The foundation had previously sponsored labs at Cal Poly — including $40,000 annually for student lab techs.

“The Engineering methodology at Cal Poly is completely aligned with the manufacturing industry as a whole as well as Haas and their customers,” Looman said. “In manufacturing, specifically in machining, the phrase ‘design for manufacturability’ is frequently used and extremely relevant.”
Many engineering programs, she added, have gravitated toward the theoretical side of teaching, losing sight of the manufacturing aspect of design.
Cal Poly students, Georgeou said, are first exposed to the design for manufacturability concept their freshman year. “So, when they get out to industry, they’re not going to design something that can’t be made,” he said. “They’re going to understand what can and can’t be done with these machine tools, and they’re going to get the projects done.”

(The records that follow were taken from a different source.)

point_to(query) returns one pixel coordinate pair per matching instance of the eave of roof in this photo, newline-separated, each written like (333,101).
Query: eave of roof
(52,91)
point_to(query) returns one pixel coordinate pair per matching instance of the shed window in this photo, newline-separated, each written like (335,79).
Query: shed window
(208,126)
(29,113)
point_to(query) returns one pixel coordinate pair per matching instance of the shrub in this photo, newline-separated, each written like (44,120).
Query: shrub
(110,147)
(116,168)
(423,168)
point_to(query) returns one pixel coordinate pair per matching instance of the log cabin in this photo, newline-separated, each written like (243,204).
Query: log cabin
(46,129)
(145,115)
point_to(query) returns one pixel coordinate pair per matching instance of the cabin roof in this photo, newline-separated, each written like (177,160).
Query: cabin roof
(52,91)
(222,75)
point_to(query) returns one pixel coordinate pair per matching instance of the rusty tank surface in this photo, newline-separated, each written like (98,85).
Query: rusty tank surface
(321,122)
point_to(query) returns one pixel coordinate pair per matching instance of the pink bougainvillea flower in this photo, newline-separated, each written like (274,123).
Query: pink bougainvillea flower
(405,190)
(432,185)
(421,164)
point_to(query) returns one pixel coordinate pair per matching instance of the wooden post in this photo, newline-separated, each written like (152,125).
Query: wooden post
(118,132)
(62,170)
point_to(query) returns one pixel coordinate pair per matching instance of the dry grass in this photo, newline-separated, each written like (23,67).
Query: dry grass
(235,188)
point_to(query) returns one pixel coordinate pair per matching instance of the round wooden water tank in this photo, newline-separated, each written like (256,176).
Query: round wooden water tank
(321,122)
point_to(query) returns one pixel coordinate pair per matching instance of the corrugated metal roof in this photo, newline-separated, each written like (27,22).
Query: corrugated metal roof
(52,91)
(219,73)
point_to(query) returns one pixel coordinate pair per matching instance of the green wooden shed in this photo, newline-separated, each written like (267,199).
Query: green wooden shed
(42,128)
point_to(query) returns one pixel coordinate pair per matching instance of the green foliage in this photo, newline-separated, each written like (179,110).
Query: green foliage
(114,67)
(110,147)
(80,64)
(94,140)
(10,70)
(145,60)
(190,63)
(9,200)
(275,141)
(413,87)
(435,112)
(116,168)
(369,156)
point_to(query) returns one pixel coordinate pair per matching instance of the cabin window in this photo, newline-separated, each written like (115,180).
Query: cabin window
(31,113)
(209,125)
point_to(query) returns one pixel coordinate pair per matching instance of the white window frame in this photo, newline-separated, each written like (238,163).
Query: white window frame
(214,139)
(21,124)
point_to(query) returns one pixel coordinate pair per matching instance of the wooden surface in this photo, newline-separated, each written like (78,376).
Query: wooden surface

The material removal lab is especially prominent in the college. Each year, some 700 students — typically freshmen, from numerous engineering programs — learn to use the machine tools there.
“We’re running four three-hour lab shifts a day in there,” Georgeou said. “We start basically at 8 in the morning, and we end at 9 at night.”
In the advanced lab, roughly 200 students — typically mechanical and manufacturing engineering majors — produce more-complex parts, molds and fixtures of their own design.

Both labs contain Haas machines that were offered to the college at educational-discounted prices. Those machines, Georgeou said, help students to be prepared for careers on day one.

“Most engineering students don’t get the opportunity to use CNC machines until maybe their junior or senior year,” he said. “And they’re not actually programming them or setting them up themselves — they’re just introduced to them. So, they’re not actually hands-on working on them like our engineering students do at Cal Poly.”